Recently I have experienced some new revelation regarding this verse. Like most revelations, it came at an unexpected time. In fact, I was listening to my brother-in-law speaking about our lives as “scratch & dent” items, and he used Romans 3:23 as he illustrated his point. It was a little later during the drive home that I began to understand that I can not possibly understand what this means. Or, more accurately, I can not possibly understand just how far short of God’s glory I fall.
I love that Paul switches from the past tense to the present tense in the same sentence with this verse. He uses past tense with the word ’sinned’ to indicate that, as a believer, my sin up to now is in the past. Yet he uses the word ‘fall’ in the present tense, confirming that even if I led a sinless life from now on, I would still fall short of God’s glory.
It’s not that I just fall short of God’s glory. More accurately, I simply miss it by miles. God’s glory is so enormous and awesome and infinite that if you could measure how far we fall short of it, you could liken it to the distance between the earth and the sun as being a mere grain of sand, and then multiply it by infinity. It’s too great for us to understand. Our human brains aren’t capable of conceiving of such a distance. The only thing that we are able to comprehend, albeit in a limited way, is that we don’t just simply fall short of the glory of God; in fact we don’t come anywhere near it.

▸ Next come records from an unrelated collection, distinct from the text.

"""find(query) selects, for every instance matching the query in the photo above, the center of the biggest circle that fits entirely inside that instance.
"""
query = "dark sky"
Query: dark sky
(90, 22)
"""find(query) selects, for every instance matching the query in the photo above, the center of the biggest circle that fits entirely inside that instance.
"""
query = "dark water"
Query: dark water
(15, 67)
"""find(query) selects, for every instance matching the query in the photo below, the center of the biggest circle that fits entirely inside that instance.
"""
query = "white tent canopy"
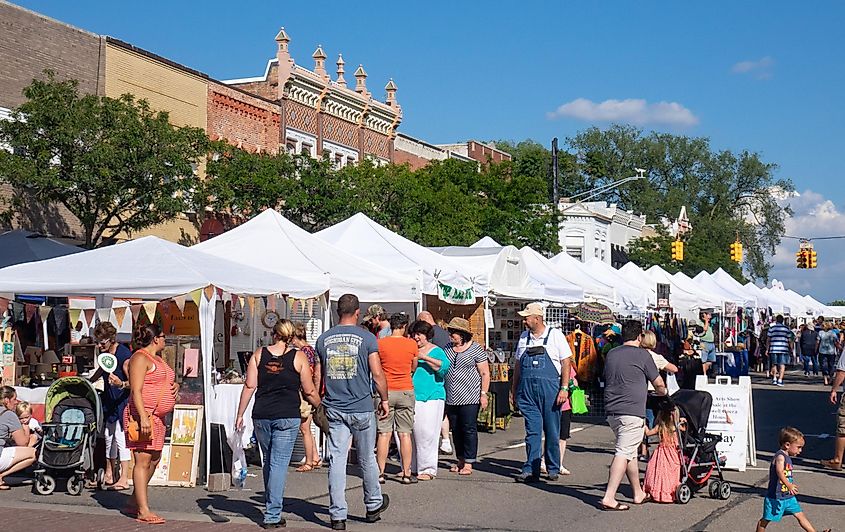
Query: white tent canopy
(499, 270)
(486, 242)
(361, 236)
(272, 242)
(153, 269)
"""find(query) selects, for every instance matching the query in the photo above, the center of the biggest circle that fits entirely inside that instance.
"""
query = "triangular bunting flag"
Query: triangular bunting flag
(74, 314)
(149, 308)
(119, 314)
(180, 303)
(195, 296)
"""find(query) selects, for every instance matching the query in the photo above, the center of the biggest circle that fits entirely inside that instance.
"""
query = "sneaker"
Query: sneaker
(446, 446)
(375, 515)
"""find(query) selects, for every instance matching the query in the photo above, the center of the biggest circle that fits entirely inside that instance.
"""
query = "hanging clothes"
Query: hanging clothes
(585, 356)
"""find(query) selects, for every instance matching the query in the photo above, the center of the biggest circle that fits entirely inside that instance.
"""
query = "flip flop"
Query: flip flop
(151, 519)
(618, 508)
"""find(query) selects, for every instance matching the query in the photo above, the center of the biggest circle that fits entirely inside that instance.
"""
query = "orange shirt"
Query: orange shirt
(397, 355)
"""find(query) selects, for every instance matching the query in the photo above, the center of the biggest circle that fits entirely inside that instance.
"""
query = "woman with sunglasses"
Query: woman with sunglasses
(150, 381)
(115, 396)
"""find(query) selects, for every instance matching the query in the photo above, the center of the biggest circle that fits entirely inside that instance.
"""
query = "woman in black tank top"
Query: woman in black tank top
(275, 375)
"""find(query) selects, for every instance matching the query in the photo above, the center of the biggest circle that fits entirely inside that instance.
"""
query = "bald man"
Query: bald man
(441, 337)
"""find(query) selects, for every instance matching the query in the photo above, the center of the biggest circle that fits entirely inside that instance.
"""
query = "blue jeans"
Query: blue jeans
(276, 438)
(361, 426)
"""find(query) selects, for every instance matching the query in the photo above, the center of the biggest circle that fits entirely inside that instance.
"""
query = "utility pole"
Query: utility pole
(555, 193)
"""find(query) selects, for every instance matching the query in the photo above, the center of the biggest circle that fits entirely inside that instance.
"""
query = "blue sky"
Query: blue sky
(762, 76)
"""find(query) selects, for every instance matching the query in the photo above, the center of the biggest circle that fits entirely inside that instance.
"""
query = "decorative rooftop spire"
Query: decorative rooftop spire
(340, 62)
(391, 92)
(361, 80)
(283, 40)
(320, 62)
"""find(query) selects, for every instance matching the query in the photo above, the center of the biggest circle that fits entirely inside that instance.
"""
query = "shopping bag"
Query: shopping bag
(239, 466)
(578, 401)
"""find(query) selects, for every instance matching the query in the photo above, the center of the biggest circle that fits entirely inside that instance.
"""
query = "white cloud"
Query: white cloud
(633, 111)
(760, 69)
(814, 216)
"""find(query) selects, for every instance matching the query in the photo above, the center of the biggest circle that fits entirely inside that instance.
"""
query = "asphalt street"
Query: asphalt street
(491, 500)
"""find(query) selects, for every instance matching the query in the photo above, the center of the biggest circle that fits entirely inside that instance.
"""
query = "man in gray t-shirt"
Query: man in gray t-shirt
(627, 372)
(349, 358)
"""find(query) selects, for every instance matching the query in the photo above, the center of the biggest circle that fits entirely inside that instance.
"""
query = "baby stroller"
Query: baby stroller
(699, 458)
(73, 422)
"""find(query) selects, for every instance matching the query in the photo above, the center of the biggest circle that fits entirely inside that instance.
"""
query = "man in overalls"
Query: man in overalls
(540, 386)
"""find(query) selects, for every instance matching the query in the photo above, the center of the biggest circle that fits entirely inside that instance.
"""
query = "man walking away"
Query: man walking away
(540, 387)
(350, 361)
(780, 347)
(627, 372)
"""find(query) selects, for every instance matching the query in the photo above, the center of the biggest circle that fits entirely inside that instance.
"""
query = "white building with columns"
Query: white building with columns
(595, 229)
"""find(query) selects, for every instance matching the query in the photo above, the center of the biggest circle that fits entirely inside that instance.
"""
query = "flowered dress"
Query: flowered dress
(663, 473)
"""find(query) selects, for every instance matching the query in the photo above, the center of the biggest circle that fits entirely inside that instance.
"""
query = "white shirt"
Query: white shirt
(557, 347)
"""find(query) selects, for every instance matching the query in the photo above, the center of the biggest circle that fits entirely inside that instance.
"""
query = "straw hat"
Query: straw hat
(459, 324)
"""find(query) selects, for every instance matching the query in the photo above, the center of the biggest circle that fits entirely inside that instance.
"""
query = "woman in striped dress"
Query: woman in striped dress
(151, 381)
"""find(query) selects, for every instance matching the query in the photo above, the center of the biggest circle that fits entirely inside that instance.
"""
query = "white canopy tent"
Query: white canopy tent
(272, 242)
(724, 291)
(498, 270)
(361, 236)
(153, 269)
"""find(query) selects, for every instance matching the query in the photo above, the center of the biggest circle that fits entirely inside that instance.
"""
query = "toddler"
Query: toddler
(24, 412)
(780, 496)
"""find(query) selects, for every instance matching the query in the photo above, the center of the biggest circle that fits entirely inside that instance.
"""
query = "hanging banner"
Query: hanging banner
(89, 317)
(732, 417)
(74, 314)
(453, 295)
(119, 314)
(180, 303)
(149, 309)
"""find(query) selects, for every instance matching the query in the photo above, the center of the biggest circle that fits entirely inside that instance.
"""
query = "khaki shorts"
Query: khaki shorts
(629, 431)
(304, 407)
(401, 416)
(840, 417)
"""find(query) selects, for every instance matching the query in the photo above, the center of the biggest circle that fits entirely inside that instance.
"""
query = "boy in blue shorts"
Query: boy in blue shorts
(780, 496)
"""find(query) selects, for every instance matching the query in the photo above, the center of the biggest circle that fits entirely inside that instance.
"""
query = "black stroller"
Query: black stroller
(699, 458)
(73, 422)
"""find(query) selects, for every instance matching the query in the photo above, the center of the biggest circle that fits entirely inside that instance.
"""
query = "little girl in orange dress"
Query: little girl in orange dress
(663, 473)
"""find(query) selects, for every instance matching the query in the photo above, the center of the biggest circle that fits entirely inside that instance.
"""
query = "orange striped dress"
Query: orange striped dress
(157, 385)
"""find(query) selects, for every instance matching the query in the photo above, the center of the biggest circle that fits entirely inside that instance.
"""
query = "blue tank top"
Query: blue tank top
(777, 489)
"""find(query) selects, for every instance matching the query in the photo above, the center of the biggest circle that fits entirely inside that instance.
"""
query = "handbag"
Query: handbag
(578, 401)
(133, 429)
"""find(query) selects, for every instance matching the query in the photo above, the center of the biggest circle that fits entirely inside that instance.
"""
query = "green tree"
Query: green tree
(726, 194)
(115, 164)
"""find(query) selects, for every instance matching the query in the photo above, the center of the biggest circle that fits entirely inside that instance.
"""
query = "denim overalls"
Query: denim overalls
(539, 385)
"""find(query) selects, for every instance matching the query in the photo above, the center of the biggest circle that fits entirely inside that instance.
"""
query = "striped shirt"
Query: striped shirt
(779, 337)
(463, 381)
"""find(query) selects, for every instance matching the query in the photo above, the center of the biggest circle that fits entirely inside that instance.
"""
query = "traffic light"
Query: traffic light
(801, 259)
(677, 250)
(736, 252)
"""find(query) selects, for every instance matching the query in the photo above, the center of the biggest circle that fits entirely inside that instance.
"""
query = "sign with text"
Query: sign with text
(732, 417)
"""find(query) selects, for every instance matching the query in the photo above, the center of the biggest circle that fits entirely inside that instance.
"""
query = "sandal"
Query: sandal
(151, 519)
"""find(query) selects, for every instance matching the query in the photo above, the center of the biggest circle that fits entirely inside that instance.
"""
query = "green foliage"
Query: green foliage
(115, 164)
(725, 194)
(445, 203)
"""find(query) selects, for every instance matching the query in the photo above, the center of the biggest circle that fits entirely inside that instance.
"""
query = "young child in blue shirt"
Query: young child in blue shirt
(780, 497)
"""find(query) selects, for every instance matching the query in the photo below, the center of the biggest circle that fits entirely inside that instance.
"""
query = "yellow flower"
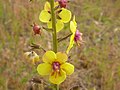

When I really think about it, it makes sense. God is an infinite God, while I have only about 100 years, give or take, on the earth. God is everywhere, all of the time, while I can only be in one place at one time, and even then I’m often late. God knows everything, while I have trouble remembering my dad’s birthday. God’s strength is limitless, while I struggle to bench press 50lbs. God loves everyone without condition, while I hold grudges against those that offend me. God is perfect, while I mess up all the time.
Even with a short list like that, it’s not hard to see just a fraction of what Paul was talking about.
I can’t back it up with scripture, but I’d like to imagine that even David - someone who knew God well, and whom God said had a heart that was after His own - became frustrated with how far from God we can be. I wonder if he felt the same frustration that I do when I realize that there is so much about God that I don’t know. I wonder if he felt the same yearning that I do to seek after God and seek after His heart for no reason other than I want a closer relationship with God. I wonder if David felt the same disappointment in Himself that I do when I realize that I’ve let God down again with my sin. I wonder if David felt the same awe that I do when I realize that God still loves me. And I wonder if God will one day look at me, in spite of all the sin and crud that has cluttered up my life, and say that I, too, am a man after His own heart.
As much as I yearn for a deeper relationship with God - to hear Him clearer, to feel Him closer, to know Him better - it still baffles me that He wants the same thing. In terms of physics, I am but a mere molecule when it comes to the size of the universe. I am tiny and insignificant and negligible when it comes to the mass of creation. In terms of the spirit, I am full of sin, filthy with the things I’ve said and done and thought that go against God’s Word. And yet despite all of this, God still wants to hang out with me. It’s almost amusing that whether I mean to or not, it’s always me that prevents Him from doing just that.
Its one thing for me to want to hear Him clearer, but it’s totally incredible that He wants to hear me talk to Him. I long to feel Him closer to me, but it floors me that He wants to have that closeness with me. I want to know Him more and more each day, but it’s amazing that He wanted to know me so completely that He created me such that He knows me better than I know myself. And despite of knowing all of this, I don’t think I will ever understand why God, in all his infinite power and wisdom and awesomeness, wants anything to do with me whatsoever.
I may constantly fall short of God’s glory, but I am so thankful for the hope that Paul spoke about in 2 Corinthians 3:18; that through His grace and mercy, He transforms us in to His likeness with ever increasing glory. What an awesome God we serve!